A lot of the grief is also underlying guilt. The past few years with Peaches have not been easy. The stinky poops, the chronic masterbation, chronic egg-laying just became unmanageable. After her last bout with the egg laying, she was left with a swelled crop. She didn't have sour crop and didn't fidget when I touched it, she was eating and drinking normally, so I let it go.

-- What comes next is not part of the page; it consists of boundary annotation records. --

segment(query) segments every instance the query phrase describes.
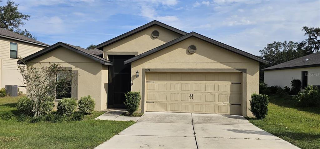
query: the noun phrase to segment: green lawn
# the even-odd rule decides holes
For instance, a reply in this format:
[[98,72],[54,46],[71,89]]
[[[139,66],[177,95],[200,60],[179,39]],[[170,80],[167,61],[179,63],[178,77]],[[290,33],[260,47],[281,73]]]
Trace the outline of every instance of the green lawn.
[[[18,98],[0,98],[0,149],[93,148],[135,123],[93,120],[103,112],[80,121],[20,122],[15,116]],[[12,118],[6,118],[5,113]]]
[[299,108],[291,96],[269,96],[268,115],[254,125],[303,149],[320,148],[320,108]]

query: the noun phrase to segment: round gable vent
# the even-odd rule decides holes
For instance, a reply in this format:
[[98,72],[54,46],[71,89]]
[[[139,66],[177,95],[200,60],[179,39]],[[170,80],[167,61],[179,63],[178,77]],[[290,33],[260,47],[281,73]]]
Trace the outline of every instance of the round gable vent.
[[188,48],[188,51],[190,53],[196,53],[196,50],[197,48],[193,45],[191,45],[189,46],[189,48]]
[[152,37],[154,38],[157,38],[159,36],[159,32],[156,30],[155,30],[152,32],[152,33],[151,34],[151,35],[152,36]]

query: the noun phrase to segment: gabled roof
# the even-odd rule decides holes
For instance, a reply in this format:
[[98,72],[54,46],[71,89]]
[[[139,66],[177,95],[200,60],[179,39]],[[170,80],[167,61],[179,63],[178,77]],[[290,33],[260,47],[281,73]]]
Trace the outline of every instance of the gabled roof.
[[[27,56],[23,59],[26,62],[30,61],[37,57],[45,54],[59,48],[63,47],[72,51],[79,53],[87,57],[98,62],[104,65],[112,65],[112,62],[103,58],[101,56],[99,56],[97,53],[93,51],[87,50],[76,46],[61,42],[57,42],[52,46],[39,51],[35,53]],[[101,50],[100,50],[101,51]],[[102,52],[102,51],[101,51]],[[18,64],[23,64],[22,62],[19,60]]]
[[133,29],[133,30],[126,33],[125,33],[122,34],[122,35],[114,38],[112,38],[112,39],[109,40],[108,41],[99,44],[97,46],[97,48],[102,50],[101,49],[101,48],[131,36],[142,30],[144,30],[155,25],[157,25],[161,27],[182,35],[185,35],[188,34],[187,32],[185,32],[181,30],[178,29],[172,26],[169,26],[166,24],[158,21],[154,20],[137,28]]
[[2,28],[0,28],[0,37],[6,38],[13,39],[44,47],[48,47],[50,46],[50,45],[48,44],[41,42],[38,41],[27,37],[23,35],[21,35],[13,32],[11,32],[11,31]]
[[266,71],[317,66],[320,66],[320,52],[269,67],[262,70]]
[[268,64],[268,61],[256,56],[252,55],[249,53],[241,50],[235,48],[234,48],[231,46],[228,46],[224,43],[220,42],[217,41],[213,40],[213,39],[207,37],[203,35],[201,35],[196,33],[192,32],[190,33],[182,36],[170,42],[161,45],[161,46],[158,47],[157,47],[148,51],[144,53],[141,53],[141,54],[138,55],[135,57],[130,58],[130,59],[128,59],[124,61],[124,64],[126,64],[130,63],[139,59],[148,56],[150,54],[156,53],[160,50],[165,48],[192,37],[196,38],[205,41],[213,44],[216,46],[218,46],[218,47],[219,47],[226,50],[228,50],[244,57],[259,62],[260,63],[265,64]]

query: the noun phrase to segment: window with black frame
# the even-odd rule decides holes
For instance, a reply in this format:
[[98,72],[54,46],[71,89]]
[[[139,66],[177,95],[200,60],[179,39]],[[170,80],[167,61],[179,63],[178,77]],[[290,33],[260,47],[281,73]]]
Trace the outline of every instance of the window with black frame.
[[72,82],[71,79],[65,80],[63,77],[66,77],[66,74],[63,73],[57,74],[56,81],[60,80],[60,83],[57,86],[56,89],[56,99],[62,99],[63,98],[71,98]]
[[10,58],[18,58],[18,44],[13,42],[10,43]]

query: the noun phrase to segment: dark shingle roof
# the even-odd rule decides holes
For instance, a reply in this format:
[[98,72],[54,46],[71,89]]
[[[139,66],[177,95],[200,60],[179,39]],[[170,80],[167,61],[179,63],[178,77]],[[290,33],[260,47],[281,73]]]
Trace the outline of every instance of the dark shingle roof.
[[50,46],[50,45],[48,44],[37,41],[29,38],[23,35],[21,35],[18,34],[16,33],[15,33],[4,29],[2,28],[0,28],[0,37],[12,39],[40,45],[44,47],[49,47]]
[[[57,42],[48,47],[44,48],[23,58],[23,61],[25,62],[30,61],[61,47],[65,48],[87,57],[92,59],[104,65],[112,65],[112,62],[103,58],[101,54],[99,55],[97,55],[96,54],[97,53],[96,52],[95,52],[93,51],[91,51],[85,48],[61,42]],[[103,51],[100,50],[98,50],[101,51],[101,52],[103,52]],[[17,62],[17,63],[18,64],[23,64],[23,63],[21,61],[19,60]]]
[[[106,62],[109,62],[111,63],[111,62],[110,62],[108,61],[107,61],[106,59],[103,58],[102,56],[99,56],[98,55],[97,55],[96,54],[97,53],[97,52],[96,51],[95,51],[95,50],[94,51],[91,51],[90,50],[88,50],[87,49],[83,48],[82,48],[79,47],[77,47],[76,46],[75,46],[73,45],[71,45],[71,44],[68,44],[68,43],[65,43],[63,42],[61,42],[61,43],[66,44],[69,46],[70,46],[70,47],[73,48],[74,48],[78,50],[79,50],[86,53],[87,53],[90,55],[91,56],[94,57],[96,58],[98,58],[104,61],[105,61]],[[100,52],[101,54],[102,54],[103,52],[103,51],[101,51],[101,50],[98,50],[98,49],[97,49],[101,51]]]
[[92,54],[101,57],[103,57],[103,51],[96,48],[90,49],[89,50],[89,52]]
[[[308,60],[307,60],[306,59]],[[320,66],[320,52],[272,66],[262,70],[269,71],[316,66]]]

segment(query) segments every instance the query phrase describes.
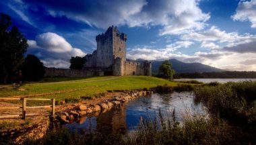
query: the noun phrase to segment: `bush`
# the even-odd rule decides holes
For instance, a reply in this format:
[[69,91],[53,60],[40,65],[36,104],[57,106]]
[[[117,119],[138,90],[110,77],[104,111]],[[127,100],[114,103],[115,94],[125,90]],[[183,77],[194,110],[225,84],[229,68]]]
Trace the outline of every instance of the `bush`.
[[153,89],[158,93],[171,93],[173,92],[173,87],[165,84],[164,85],[158,85],[153,88]]
[[22,75],[26,80],[38,81],[44,77],[44,68],[36,56],[28,54],[22,66]]
[[185,84],[178,84],[177,86],[174,87],[174,90],[177,92],[191,91],[193,91],[193,86]]
[[79,101],[79,99],[76,99],[76,98],[65,99],[65,103],[78,103]]
[[195,89],[196,101],[209,111],[232,123],[256,124],[256,82],[228,83]]

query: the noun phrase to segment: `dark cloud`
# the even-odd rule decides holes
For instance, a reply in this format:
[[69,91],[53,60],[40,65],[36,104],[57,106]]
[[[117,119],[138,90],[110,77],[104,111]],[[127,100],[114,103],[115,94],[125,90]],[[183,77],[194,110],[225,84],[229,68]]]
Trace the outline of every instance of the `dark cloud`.
[[[91,26],[106,28],[111,25],[129,27],[163,26],[160,35],[200,30],[210,19],[198,7],[197,0],[25,0],[26,3],[44,7],[53,17],[66,17]],[[31,6],[32,7],[32,6]]]
[[245,65],[252,65],[252,64],[256,65],[256,58],[247,59],[247,60],[245,60],[245,61],[241,62],[240,64],[243,64]]
[[256,53],[256,41],[223,48],[224,50],[238,53]]

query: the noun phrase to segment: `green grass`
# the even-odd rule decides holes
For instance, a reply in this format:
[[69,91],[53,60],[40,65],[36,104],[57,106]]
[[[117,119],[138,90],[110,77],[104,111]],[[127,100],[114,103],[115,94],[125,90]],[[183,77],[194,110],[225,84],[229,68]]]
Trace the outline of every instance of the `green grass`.
[[[177,83],[146,76],[96,77],[74,81],[67,81],[66,79],[59,78],[56,79],[55,81],[61,80],[64,81],[28,83],[20,87],[25,91],[14,90],[10,86],[0,89],[0,97],[61,91],[59,93],[36,97],[38,98],[55,98],[59,101],[65,99],[77,99],[83,96],[94,96],[97,94],[107,93],[107,91],[148,89],[164,84],[173,87],[177,85]],[[63,92],[67,91],[68,92]]]

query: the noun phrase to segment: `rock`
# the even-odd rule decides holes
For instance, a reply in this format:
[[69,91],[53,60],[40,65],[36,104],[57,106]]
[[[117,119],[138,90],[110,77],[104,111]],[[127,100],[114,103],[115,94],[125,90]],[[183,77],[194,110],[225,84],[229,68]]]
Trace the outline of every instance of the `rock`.
[[80,118],[80,119],[78,121],[78,123],[79,124],[82,124],[84,122],[86,122],[87,117],[83,116]]
[[107,103],[107,105],[108,105],[108,108],[111,108],[112,107],[114,106],[114,104],[112,103],[111,102],[108,102],[108,103]]
[[94,113],[94,116],[98,116],[98,115],[100,115],[100,111],[96,111]]
[[76,110],[86,110],[87,107],[86,105],[77,105],[77,106],[75,107],[75,109],[76,109]]
[[119,97],[115,97],[113,99],[112,99],[112,101],[121,101],[121,98]]
[[61,100],[61,105],[64,105],[65,103],[65,100]]
[[73,115],[69,115],[67,119],[68,119],[68,120],[71,121],[71,120],[73,120],[75,118],[74,118]]
[[94,111],[100,111],[100,106],[98,105],[94,105]]
[[62,122],[66,123],[66,124],[68,124],[69,123],[69,121],[67,120],[67,116],[66,115],[61,115],[61,119]]
[[93,111],[93,110],[92,109],[91,107],[87,108],[86,112],[87,112],[88,114],[88,113],[91,113],[92,111]]
[[64,111],[63,113],[63,114],[64,114],[65,116],[69,116],[69,113],[67,112],[65,112],[65,111]]
[[121,102],[118,101],[112,101],[112,103],[113,103],[115,105],[117,105],[120,104]]
[[71,110],[70,113],[72,114],[75,118],[79,117],[79,113],[75,111]]
[[81,111],[79,111],[79,114],[80,115],[86,115],[87,114],[87,111],[86,110],[81,110]]
[[108,108],[108,105],[104,103],[101,103],[98,105],[100,106],[100,109],[102,110],[107,109]]
[[129,100],[131,100],[131,97],[130,95],[125,96],[125,97],[123,97],[123,99],[124,99],[125,101],[129,101]]

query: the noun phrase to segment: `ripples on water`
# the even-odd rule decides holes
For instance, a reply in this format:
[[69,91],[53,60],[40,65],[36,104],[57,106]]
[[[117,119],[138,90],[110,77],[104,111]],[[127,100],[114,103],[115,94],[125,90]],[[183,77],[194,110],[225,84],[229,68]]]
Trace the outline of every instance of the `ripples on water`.
[[171,113],[175,109],[177,121],[182,122],[188,113],[205,115],[201,103],[195,104],[191,92],[174,92],[172,94],[152,94],[141,97],[123,106],[113,108],[97,117],[84,117],[79,122],[67,124],[71,132],[100,130],[107,126],[113,130],[133,130],[137,128],[141,117],[154,118],[159,109],[162,113]]
[[209,83],[211,82],[218,82],[220,83],[225,83],[228,82],[241,82],[246,81],[256,81],[256,79],[174,79],[174,81],[191,81],[196,80],[199,82],[203,82],[204,83]]

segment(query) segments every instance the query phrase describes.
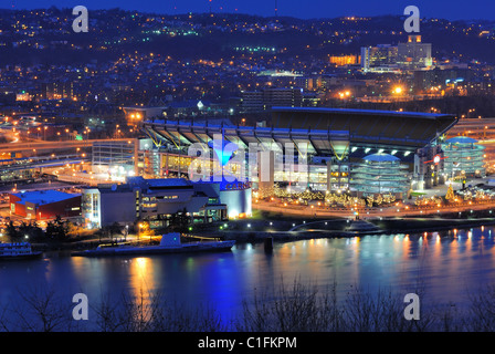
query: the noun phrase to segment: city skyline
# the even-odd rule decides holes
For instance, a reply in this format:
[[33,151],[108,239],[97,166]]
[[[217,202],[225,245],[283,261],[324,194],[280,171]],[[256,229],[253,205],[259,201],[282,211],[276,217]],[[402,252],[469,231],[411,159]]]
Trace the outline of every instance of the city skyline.
[[[301,3],[298,0],[253,0],[244,2],[240,0],[187,0],[187,1],[161,1],[152,0],[144,2],[108,0],[104,4],[102,1],[86,0],[83,3],[77,1],[56,1],[53,0],[9,0],[9,3],[2,6],[7,9],[41,9],[52,6],[57,8],[74,8],[75,6],[85,6],[88,10],[114,9],[136,10],[140,12],[160,13],[160,14],[181,14],[187,12],[214,12],[214,13],[245,13],[262,17],[275,15],[275,6],[277,15],[293,17],[301,19],[318,18],[338,18],[338,17],[378,17],[378,15],[402,15],[403,9],[408,6],[417,6],[421,11],[421,18],[439,18],[454,20],[495,20],[495,3],[486,3],[483,0],[470,2],[470,7],[461,7],[461,1],[393,1],[386,0],[380,2],[354,1],[351,3],[329,3],[324,0],[312,0]],[[307,6],[309,4],[309,6]],[[483,13],[481,17],[478,13]]]

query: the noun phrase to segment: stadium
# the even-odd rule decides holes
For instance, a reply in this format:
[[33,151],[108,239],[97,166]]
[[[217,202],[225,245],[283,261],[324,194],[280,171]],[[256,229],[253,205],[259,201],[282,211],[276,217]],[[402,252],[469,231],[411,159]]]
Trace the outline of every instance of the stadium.
[[[412,188],[444,184],[453,177],[452,169],[446,167],[451,165],[444,163],[449,156],[442,146],[445,149],[451,146],[444,142],[444,135],[456,123],[457,118],[449,114],[273,107],[271,122],[263,125],[148,119],[143,122],[143,129],[155,143],[150,155],[154,159],[148,163],[154,166],[155,176],[173,170],[170,164],[173,158],[176,163],[177,158],[182,159],[179,169],[185,175],[199,170],[194,165],[199,158],[189,156],[189,148],[198,144],[208,146],[221,136],[244,152],[242,159],[232,159],[231,171],[238,177],[246,171],[254,189],[267,181],[268,186],[278,184],[303,190],[347,191],[359,197],[390,192],[404,198]],[[250,149],[253,145],[257,150]],[[473,152],[477,154],[480,149]],[[207,164],[213,166],[214,159],[211,154]],[[287,168],[293,160],[296,168]],[[483,167],[477,155],[476,162],[480,171]],[[204,159],[201,164],[204,167]],[[301,168],[299,164],[307,166]],[[188,169],[190,166],[194,168]],[[263,170],[268,178],[260,180]]]

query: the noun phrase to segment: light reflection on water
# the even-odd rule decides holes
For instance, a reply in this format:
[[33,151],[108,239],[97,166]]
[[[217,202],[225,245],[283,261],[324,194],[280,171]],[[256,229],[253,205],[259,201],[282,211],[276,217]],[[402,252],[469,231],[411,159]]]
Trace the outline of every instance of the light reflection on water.
[[302,240],[275,243],[266,254],[263,244],[239,244],[232,252],[167,254],[141,258],[78,258],[67,253],[29,262],[0,263],[0,301],[29,287],[53,285],[67,294],[85,292],[89,301],[123,292],[214,305],[223,315],[240,311],[254,292],[276,290],[295,279],[334,283],[344,295],[351,287],[392,289],[406,294],[418,287],[431,302],[461,304],[466,290],[476,292],[495,283],[493,229],[364,236],[348,239]]

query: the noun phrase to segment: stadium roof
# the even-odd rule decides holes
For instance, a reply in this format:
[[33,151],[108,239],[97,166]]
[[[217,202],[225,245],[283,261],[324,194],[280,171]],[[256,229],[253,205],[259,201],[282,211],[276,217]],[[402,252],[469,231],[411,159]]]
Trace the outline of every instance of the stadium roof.
[[250,144],[262,144],[270,149],[275,149],[276,145],[294,144],[298,150],[306,149],[308,154],[320,156],[350,147],[350,154],[356,157],[379,150],[394,150],[394,155],[407,157],[435,140],[456,122],[456,117],[447,114],[274,107],[272,122],[266,127],[145,121],[143,128],[155,142],[166,142],[179,149],[194,143],[208,144],[220,137],[244,149]]
[[400,160],[399,157],[389,154],[372,154],[366,156],[364,159],[367,162],[377,162],[377,163]]
[[476,144],[477,140],[473,139],[472,137],[468,137],[468,136],[456,136],[456,137],[446,139],[445,143],[447,143],[447,144]]

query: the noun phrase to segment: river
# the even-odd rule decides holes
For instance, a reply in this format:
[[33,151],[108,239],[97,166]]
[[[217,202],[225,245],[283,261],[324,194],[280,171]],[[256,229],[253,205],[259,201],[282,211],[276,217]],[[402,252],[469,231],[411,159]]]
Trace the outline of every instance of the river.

The vet said I could bring her in for a cropwash but I didn't want to go that route. Peaches never reacted well to the vet. She panicked all the way down and was in severe distress each time on the way back. A few times she even bit herself and vomitted on herself during exams. I was afraid if I went the cropwash route she might not survive the procedure and that would have killed me. The vet had mentioned a shot called Lupron but said it carries a number of risks and they were worried, given her age (she was two months shy of 21 when she passed). They also couldn't guarantee the medication would even work.

Given her age and the invasiveness/risks of procedures, I just let nature take it's course and I think I feel guilty for not fighting harder. I worry that she thinks I just gave up on her.

I've never done that before. I've always fought hard to save my babies, I've never let nature take its course, but after what I went through with Sammy, my parakeet, I didn't want to go through that again. With Sammy, I ignored the vets recommendation to euthanize him and instead decided to try medication and fight. He passed away a few weeks later, after no doubt suffering in pain. Sammy was 11 when he passed and given that he was on a commercial all-seed diet, he lived a long and happy life. I like to think Peaches did as well. Given that for the first eleven years of her life I did not feed her properly, I should be happy she lived as long as she did. But I feel guilty for feeling relieved that it's over.

The good thing in all this is, Skittles has not been neglected. In all honesty, it's not really an option. Skittles wouldn't let me get away with that and I know it. LOL.